James and the Trials We Don’t Expect
The book of James is popular in small groups because it is practical, but its commands can be just as difficult to obey as they are easy to understand. This reflection considers why James resonates with American Christians and what believers in places like China can teach us about rejoicing in trials.
- James is often loved for “faith in action,” but obedience can be costly.
- American ideas of success can clash with James’s call to joy in trials.
- Persecution has strengthened the church in other contexts—and challenges our expectations.
Why James Gets Chosen
According to researchers of Christians’ buying habits, the Bible books of John and James are the most chosen for study in small groups. So when the leader of my group said we’d be looking at James this fall, I was surprised only that we hadn’t considered it sooner.
Christians appreciate the book for its practicality. We’ve all seen (or led) lessons or sermons from James titled “Faith in Action,” and action is what we like.
Rejoice in your trials (1:2).
Show what you believe by how you live (2:18).

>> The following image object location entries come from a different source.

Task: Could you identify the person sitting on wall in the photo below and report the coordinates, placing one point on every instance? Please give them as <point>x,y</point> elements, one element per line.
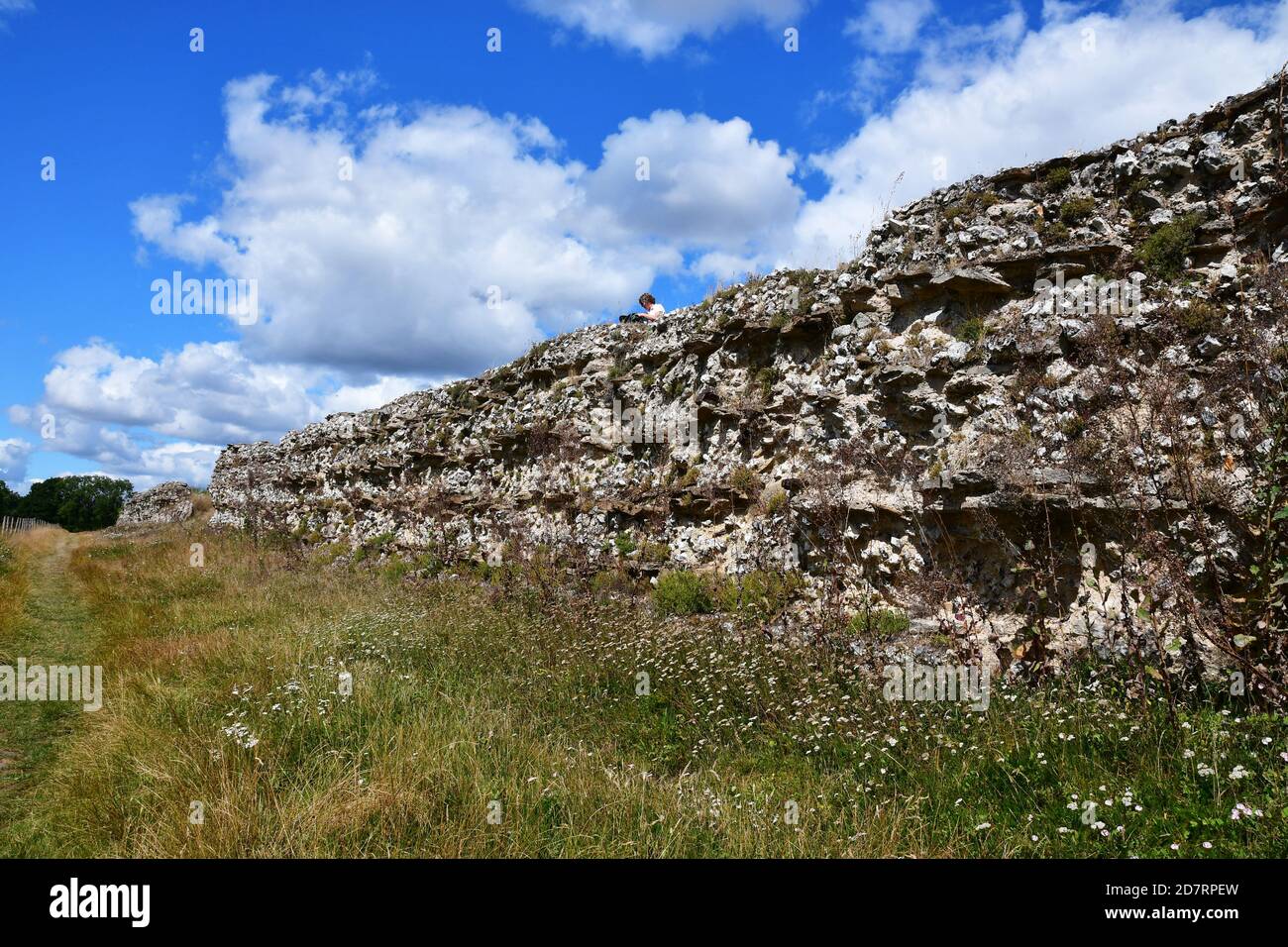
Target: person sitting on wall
<point>653,311</point>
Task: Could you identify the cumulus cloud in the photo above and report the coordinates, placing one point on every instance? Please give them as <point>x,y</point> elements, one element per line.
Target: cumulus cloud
<point>1000,94</point>
<point>890,26</point>
<point>690,180</point>
<point>162,419</point>
<point>462,236</point>
<point>13,459</point>
<point>8,8</point>
<point>656,27</point>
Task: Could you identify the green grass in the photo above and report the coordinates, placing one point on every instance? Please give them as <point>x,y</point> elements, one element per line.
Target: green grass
<point>597,728</point>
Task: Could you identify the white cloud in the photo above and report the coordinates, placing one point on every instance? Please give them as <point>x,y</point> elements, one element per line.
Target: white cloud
<point>709,184</point>
<point>9,8</point>
<point>168,418</point>
<point>462,236</point>
<point>890,26</point>
<point>13,459</point>
<point>456,236</point>
<point>997,95</point>
<point>656,27</point>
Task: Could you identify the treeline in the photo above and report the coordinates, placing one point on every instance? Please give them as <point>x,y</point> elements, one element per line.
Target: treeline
<point>73,502</point>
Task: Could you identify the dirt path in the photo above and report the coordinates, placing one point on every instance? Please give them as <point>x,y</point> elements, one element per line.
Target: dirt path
<point>55,628</point>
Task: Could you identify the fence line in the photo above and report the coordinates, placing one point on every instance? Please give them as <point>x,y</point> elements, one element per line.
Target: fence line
<point>20,525</point>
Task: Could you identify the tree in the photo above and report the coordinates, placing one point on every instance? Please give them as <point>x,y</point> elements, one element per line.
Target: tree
<point>76,502</point>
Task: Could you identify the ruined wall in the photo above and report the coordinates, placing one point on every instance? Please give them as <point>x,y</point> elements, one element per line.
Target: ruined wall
<point>939,399</point>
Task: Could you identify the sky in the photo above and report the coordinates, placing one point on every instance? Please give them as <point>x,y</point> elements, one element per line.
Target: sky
<point>412,193</point>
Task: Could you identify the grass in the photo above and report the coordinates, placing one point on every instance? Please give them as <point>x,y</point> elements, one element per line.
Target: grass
<point>590,724</point>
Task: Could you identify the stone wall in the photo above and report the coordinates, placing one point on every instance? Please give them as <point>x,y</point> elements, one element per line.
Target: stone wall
<point>947,398</point>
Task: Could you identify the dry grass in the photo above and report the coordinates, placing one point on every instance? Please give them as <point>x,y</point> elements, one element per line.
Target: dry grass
<point>473,699</point>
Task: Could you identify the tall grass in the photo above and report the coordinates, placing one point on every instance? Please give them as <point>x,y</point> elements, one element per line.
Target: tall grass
<point>515,720</point>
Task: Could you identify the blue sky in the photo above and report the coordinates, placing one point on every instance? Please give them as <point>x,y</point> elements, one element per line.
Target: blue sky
<point>494,196</point>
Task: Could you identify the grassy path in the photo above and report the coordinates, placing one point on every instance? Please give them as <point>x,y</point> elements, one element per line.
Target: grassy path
<point>54,628</point>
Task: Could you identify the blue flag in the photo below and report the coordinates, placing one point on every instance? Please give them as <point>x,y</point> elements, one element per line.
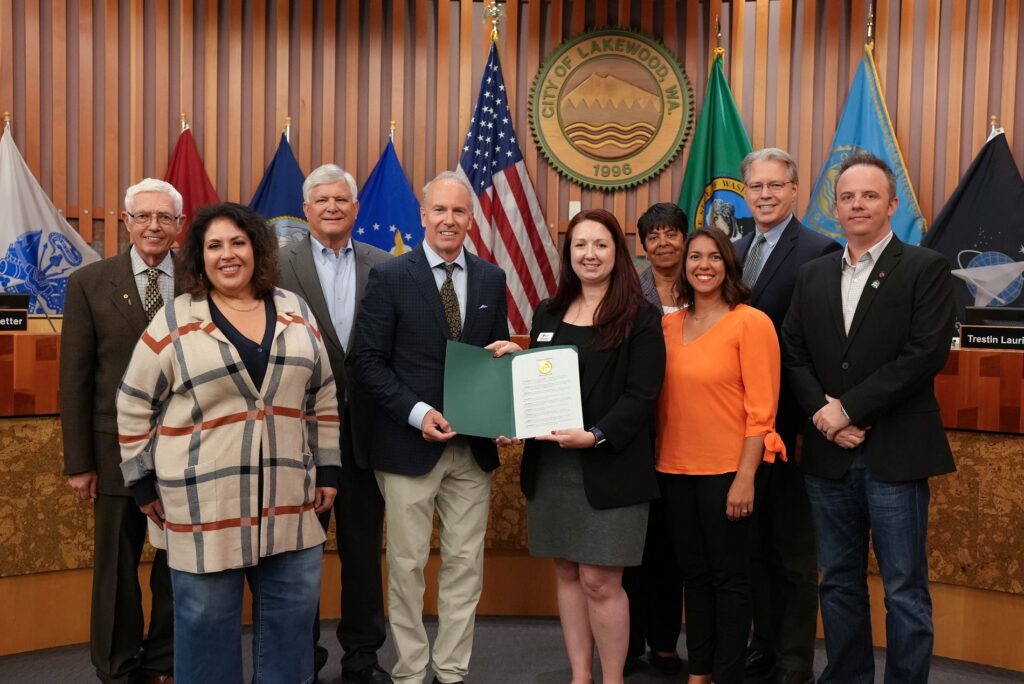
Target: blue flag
<point>279,198</point>
<point>389,214</point>
<point>865,126</point>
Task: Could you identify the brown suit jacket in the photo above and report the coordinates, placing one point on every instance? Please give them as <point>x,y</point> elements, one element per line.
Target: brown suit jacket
<point>102,321</point>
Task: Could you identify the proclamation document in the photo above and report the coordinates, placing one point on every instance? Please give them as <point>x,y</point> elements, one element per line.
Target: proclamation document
<point>518,395</point>
<point>546,391</point>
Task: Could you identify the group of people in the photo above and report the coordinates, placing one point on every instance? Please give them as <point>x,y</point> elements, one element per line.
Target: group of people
<point>235,393</point>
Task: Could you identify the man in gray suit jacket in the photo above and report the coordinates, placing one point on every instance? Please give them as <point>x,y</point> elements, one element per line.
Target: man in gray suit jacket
<point>329,269</point>
<point>108,306</point>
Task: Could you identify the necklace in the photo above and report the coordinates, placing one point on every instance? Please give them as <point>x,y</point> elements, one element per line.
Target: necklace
<point>240,309</point>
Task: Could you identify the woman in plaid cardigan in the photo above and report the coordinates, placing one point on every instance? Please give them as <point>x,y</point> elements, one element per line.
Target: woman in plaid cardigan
<point>229,431</point>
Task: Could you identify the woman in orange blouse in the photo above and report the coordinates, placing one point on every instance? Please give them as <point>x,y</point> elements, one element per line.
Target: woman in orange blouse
<point>716,425</point>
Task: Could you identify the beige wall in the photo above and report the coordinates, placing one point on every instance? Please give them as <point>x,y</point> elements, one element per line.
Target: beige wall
<point>95,87</point>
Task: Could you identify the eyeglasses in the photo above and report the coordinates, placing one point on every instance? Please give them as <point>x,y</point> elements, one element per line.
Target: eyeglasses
<point>144,217</point>
<point>773,187</point>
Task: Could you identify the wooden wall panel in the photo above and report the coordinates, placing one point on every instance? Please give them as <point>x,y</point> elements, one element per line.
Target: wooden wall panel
<point>344,69</point>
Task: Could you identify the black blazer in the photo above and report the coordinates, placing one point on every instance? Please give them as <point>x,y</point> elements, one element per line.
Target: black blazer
<point>398,353</point>
<point>298,273</point>
<point>620,389</point>
<point>884,371</point>
<point>772,293</point>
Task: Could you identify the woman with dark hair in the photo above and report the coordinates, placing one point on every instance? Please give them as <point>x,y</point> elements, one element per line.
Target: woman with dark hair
<point>588,489</point>
<point>228,426</point>
<point>716,424</point>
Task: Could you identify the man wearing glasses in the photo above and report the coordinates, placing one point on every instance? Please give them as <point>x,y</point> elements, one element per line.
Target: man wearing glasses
<point>108,306</point>
<point>784,581</point>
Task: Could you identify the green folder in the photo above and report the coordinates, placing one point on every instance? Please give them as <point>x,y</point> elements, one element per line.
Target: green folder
<point>479,392</point>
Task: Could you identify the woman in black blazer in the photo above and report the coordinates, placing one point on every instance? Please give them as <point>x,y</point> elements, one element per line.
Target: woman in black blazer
<point>588,489</point>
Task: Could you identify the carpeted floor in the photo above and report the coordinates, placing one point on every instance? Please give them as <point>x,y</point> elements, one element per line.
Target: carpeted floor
<point>507,650</point>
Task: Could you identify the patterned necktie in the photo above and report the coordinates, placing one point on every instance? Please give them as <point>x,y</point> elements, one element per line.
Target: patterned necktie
<point>752,267</point>
<point>451,302</point>
<point>153,300</point>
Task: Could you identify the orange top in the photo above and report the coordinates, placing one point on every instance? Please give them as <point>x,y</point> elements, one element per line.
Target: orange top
<point>719,389</point>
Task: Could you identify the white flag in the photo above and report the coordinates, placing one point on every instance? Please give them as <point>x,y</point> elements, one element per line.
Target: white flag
<point>38,248</point>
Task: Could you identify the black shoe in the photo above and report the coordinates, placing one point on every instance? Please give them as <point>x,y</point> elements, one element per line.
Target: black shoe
<point>667,665</point>
<point>759,663</point>
<point>782,676</point>
<point>372,674</point>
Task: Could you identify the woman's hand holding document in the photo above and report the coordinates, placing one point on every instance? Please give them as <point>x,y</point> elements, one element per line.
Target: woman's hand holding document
<point>520,394</point>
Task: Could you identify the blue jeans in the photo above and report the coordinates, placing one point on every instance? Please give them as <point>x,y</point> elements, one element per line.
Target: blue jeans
<point>208,621</point>
<point>846,512</point>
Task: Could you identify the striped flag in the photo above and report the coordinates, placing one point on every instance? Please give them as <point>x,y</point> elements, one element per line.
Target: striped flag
<point>509,228</point>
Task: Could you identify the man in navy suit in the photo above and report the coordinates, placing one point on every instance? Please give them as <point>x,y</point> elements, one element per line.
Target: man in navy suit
<point>784,582</point>
<point>414,304</point>
<point>865,335</point>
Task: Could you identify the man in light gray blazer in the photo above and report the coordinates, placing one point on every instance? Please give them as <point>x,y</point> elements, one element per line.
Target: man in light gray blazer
<point>329,269</point>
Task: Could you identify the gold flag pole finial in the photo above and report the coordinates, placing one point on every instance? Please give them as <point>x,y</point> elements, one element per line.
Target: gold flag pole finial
<point>870,24</point>
<point>496,13</point>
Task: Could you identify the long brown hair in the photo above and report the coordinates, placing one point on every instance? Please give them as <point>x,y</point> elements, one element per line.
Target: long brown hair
<point>734,291</point>
<point>613,317</point>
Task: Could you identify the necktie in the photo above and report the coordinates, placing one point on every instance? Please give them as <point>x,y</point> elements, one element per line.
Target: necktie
<point>451,302</point>
<point>752,267</point>
<point>152,300</point>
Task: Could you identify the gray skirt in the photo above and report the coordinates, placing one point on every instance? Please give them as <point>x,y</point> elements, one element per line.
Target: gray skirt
<point>563,524</point>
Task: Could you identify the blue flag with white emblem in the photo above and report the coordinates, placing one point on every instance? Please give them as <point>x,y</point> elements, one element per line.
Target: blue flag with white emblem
<point>389,214</point>
<point>279,198</point>
<point>38,248</point>
<point>865,126</point>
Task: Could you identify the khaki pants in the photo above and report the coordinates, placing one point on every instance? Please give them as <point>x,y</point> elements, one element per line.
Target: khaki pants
<point>461,493</point>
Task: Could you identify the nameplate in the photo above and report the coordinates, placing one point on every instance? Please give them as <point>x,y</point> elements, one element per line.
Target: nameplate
<point>991,337</point>
<point>12,321</point>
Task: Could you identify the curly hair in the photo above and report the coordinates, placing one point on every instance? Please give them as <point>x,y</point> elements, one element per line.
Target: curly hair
<point>190,268</point>
<point>734,291</point>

Be careful how you talk (3:9, 10).
Submit to God. Resist the devil (4:7).
Confess your sins to each other. Pray for each other (5:16).
Easy to Understand, Hard to Obey
As I compile this list, I begin to ask myself why this little book has been so popular. Yes, it’s certainly easy to understand, but just as difficult to obey.
How often, for example, have I actually confessed my sins to someone else? How regularly does my talk get me in trouble? How obvious is my Christian faith to my non Christian neighbors? And if my comfortable life is interrupted by something even resembling a trial, how quick am I to complain about it?
What Persecution Reveals
It’s this point, the first item on the list, that may be most difficult for American Christians. I remember Rod Huron’s comment years ago, when he was traveling into communist Eastern Europe to encourage Christians there. “Some Americans teach that coming to Christ will solve all your problems,” he said. “But those living behind the Iron Curtain know that becoming a Christian will only make their lives harder.”
Christians in Eastern Europe are not facing such trials now. But in communist China, persecution of believers is a fact of daily life. Earlier this year Gene Edwards Veith, in World magazine, cited an interview with a leader of the Chinese house church movement. The American reporter asked how American Christians should pray for the church in China.
“Stop praying for persecution to end,” the man said. “It is through persecution that the church has grown.” And then, according to James Draper, Veith’s source for the report, the Chinese church leader said something even more surprising: “We, in fact, are praying that the American church might taste the same persecution so revival would come to the American church like we have seen in China.”
Too often the American church has defined success as acceptance demonstrated by prominence, affluence, or popularity. Through history and around the world, many Christians have discovered that something more difficult may lead to greater growth both spiritually and numerically.
Considering It Pure Joy
How will we react to their experience, combined with the truth of James’s teaching? When we “face trials of many kinds,” will we “consider it pure joy”?
This is at least a part of what the church in China is praying for.